The overall numbers of samples positive to Bordier ELISA, Euroimmun ELISA, and IFAT were 60/646 (9.29%), 113/648 (17.44%), and 118/646 (18.27%), respectively. The agreement between Bordier ELISA and Euroimmun, Bordier ELISA and IFAT, and Euroimmun and IFAT was moderate in all cases, k coefficients being 0.5198, 0.4106, and 0.4887, respectively. The proportion of participants with positive serological tests was similar between the two subgroups: 20.3%, 15.8%, and 9.05% participants of African origin were positive to IFAT, Euroimmun ELISA, and Bordier ELISA, respectively. The proportions of participants from Latin America with a positive result to IFAT, Euroimmun ELISA, and Bordier ELISA were 14.9%, 20%, and 9.7%, respectively.

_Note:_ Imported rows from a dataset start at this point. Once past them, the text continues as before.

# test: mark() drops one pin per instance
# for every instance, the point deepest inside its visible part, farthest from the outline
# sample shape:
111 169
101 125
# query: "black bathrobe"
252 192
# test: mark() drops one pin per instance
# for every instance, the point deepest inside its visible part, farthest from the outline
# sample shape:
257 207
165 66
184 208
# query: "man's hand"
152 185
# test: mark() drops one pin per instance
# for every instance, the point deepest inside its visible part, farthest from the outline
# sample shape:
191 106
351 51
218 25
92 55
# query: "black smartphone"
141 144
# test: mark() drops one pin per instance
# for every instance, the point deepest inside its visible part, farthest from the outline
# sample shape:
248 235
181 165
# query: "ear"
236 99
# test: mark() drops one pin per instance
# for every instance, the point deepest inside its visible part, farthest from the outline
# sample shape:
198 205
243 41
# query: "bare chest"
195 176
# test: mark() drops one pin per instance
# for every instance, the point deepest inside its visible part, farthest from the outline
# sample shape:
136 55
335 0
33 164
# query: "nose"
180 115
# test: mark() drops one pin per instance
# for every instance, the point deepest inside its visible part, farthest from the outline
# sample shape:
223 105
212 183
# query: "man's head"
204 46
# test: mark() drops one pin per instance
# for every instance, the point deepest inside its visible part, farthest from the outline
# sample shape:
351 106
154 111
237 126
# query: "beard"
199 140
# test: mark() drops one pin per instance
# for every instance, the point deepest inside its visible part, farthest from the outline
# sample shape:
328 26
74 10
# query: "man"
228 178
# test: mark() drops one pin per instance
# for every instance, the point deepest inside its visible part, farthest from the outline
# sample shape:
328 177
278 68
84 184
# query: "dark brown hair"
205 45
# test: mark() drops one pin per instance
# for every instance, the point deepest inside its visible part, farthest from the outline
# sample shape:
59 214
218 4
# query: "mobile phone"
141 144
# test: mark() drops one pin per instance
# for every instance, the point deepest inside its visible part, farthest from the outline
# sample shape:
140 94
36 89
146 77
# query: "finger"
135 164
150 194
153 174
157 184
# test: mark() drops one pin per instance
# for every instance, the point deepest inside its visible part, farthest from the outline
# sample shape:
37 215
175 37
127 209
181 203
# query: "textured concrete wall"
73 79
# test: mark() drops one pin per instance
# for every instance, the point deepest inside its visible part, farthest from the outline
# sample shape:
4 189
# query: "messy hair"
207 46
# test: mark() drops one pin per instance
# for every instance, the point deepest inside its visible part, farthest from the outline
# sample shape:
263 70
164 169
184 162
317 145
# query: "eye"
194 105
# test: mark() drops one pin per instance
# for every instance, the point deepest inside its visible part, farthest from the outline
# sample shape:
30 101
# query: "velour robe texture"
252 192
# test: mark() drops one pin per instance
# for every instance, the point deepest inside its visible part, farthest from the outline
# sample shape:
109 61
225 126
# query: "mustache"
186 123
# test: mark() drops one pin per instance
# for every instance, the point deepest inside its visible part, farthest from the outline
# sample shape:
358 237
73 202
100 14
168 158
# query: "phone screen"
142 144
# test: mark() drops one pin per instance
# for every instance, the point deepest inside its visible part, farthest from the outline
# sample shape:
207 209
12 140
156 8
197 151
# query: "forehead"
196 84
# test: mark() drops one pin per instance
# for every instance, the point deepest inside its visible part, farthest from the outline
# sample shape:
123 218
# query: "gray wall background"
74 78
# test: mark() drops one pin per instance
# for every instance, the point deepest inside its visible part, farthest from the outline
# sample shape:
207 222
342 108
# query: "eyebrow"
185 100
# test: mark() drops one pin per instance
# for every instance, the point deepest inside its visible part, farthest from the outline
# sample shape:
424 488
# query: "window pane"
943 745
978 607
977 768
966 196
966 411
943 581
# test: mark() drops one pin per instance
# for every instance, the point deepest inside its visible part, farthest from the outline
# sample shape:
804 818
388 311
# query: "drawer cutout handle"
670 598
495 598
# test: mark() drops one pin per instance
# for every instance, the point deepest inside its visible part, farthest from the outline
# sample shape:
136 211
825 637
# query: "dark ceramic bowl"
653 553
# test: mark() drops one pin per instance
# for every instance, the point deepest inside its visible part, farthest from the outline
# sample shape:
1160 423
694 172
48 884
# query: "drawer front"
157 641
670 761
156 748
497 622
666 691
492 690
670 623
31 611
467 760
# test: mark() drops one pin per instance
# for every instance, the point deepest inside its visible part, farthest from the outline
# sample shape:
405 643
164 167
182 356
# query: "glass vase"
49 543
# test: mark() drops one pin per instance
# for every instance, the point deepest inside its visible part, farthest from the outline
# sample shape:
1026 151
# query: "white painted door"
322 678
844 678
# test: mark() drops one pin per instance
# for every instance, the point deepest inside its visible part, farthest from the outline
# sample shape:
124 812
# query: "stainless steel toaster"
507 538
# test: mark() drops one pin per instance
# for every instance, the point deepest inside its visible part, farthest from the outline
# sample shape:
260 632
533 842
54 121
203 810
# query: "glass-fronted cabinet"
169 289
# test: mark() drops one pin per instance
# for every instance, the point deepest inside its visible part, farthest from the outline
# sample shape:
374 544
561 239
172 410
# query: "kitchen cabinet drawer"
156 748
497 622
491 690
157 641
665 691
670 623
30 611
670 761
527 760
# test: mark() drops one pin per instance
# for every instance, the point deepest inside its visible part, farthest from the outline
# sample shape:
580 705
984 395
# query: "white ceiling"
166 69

All 23 samples with positive PCR and/or microscopy were positive to all serological methods. Additional positive samples were found by the serological tests, as displayed in
Figure 1.
According to the CRS, 43 samples were classified as positive and 605 as negative.
Table 1 reports the number of positive and negative Euroimmun samples against this classification.
Sensitivity of Euroimmun ELISA was 93.2% (95%CI 80.9–98.5), specificity 87.9% (95% CI 85.1–90.4). Among the 73 false positive results (i.e., positive to Euroimmun ELISA but negative to the CRS), nine were found positive to hookworm and/or Schistosoma spp. Specifically, seven patients had positive ELISA, and three of them had also S. mansoni eggs in stools. Moreover, three patients had hookworm, one of them had also positive S. mansoni ELISA.
An LCA model using data from 425 participants for whom data on symptoms were available was set by adding to the results of all diagnostic tests (but Euroimmun ELISA), the clinical variables eosinophilia (
p-value < 0.0001), and itching (
p-value = 0.0072). Abdominal pain was excluded as it resulted statistically significant only in the univariable model (
p-value = 0.0042). According to the LCA, 32 (7.5%) samples were classified as positive.
Table 2 reports the number of positive and negative Euroimmun ELISA samples against this classification.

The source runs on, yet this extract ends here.